Jean-Paul Busnel, journaliste et éditorialiste, aujourd'hui intervenant-professeur auprès de grandes écoles, notamment SciencesCom, Centrale, Audencia, EAC, et par ailleurs consultant/expert pour les entreprises, porte un oeil critique sur l'actualité
Bien sûr, l’idéal serait que tout le monde puisse partir en retraite à 50 ou 55 ans, voir le montant de sa pension aligné sur la rémunération des six derniers mois et la durée de ses cotisations diminuée. Bien sûr, les syndicats ont raison dans l’absolu de protester et d’exiger un alignement de tout le monde sur le haut, plutôt que vers le bas. Mais que n’ont-ils su ou voulu le faire, en son temps, pour les salariés du privé qui, aujourd’hui, doivent cotiser pendant au moins 40 ans pour un revenu aligné sur les 25 meilleures années ?
Cette affaire des régimes spéciaux empoisonne depuis trop longtemps la République pour qu’elle ne soit pas enfin abordée. Même si François Fillon n’était pas, sans doute, le plus qualifié pour mettre le « feu aux poudres ».
Cette histoire de retraite à deux ou trois « vitesses » ce n’est pas la révolte des « droits perdus » contre les « droits acquis ». Ni même une simple question d’équité entre citoyens salariés et citoyens protégés, entre le plus grand nombre et les plus syndiqués. C’est seulement, et uniquement, une… nécessité. L’allongement de la durée de la vie et l’augmentation massive des « inactifs » fait en effet planer sur nos têtes et celles de nos enfants soit une augmentation de la durée du travail, soit une hausse des cotisations, soit la fin du système de retraite par répartition. Et peut-être même les trois à la fois. Or, la logique suivie jusqu’ici voudrait que, encore une fois, les « régimes spéciaux » soient épargnés ! Pour la seule raison qu’ils savent donner de la voix, bloquer à répétition les services publics ou appeler à la révolution.

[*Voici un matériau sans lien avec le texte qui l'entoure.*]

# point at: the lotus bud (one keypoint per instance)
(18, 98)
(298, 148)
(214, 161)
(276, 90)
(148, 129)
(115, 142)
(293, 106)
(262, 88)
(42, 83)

Il est temps, voire grand temps, de remettre le problème sur la table, même s’il ne s’agit pas, comme certains osent parfois le dire, d’abolir des « privilèges ». Tous les contribuables ne peuvent pas indéfiniment payer, à coup de subventions d’Etat, pour que les agents de la SNCF, de la RATP, des Mines et des transports, ainsi que les marins, puissent aller tranquillement « cultiver leur jardin » quand les autres se font « ponctionner » au nom de la solidarité entre générations.
Le risque est fort, certes, de provoquer cinq millions de salariés qui, sans autre réflexion, iront demain « chanter » dans les rues et, après-demain, bourrer les urnes de leur irritation. Il est en effet de ces belles intentions qui font perdre les élections. Et la gauche « altruiste et courageuse », celle qui est de tous les combats qui lui apportent des voix, fussent-ils au détriment de la société toute entière, n’en attendait sûrement pas moins pour attiser le chaudron et promettre, la main sur le cœur, qu’elle ne touchera… à rien.
Finalement, le plus grand défaut de François Fillon, c’est d’avoir aujourd’hui le courage de dire ce qu’il n’a jamais eu, hier, le courage… de faire.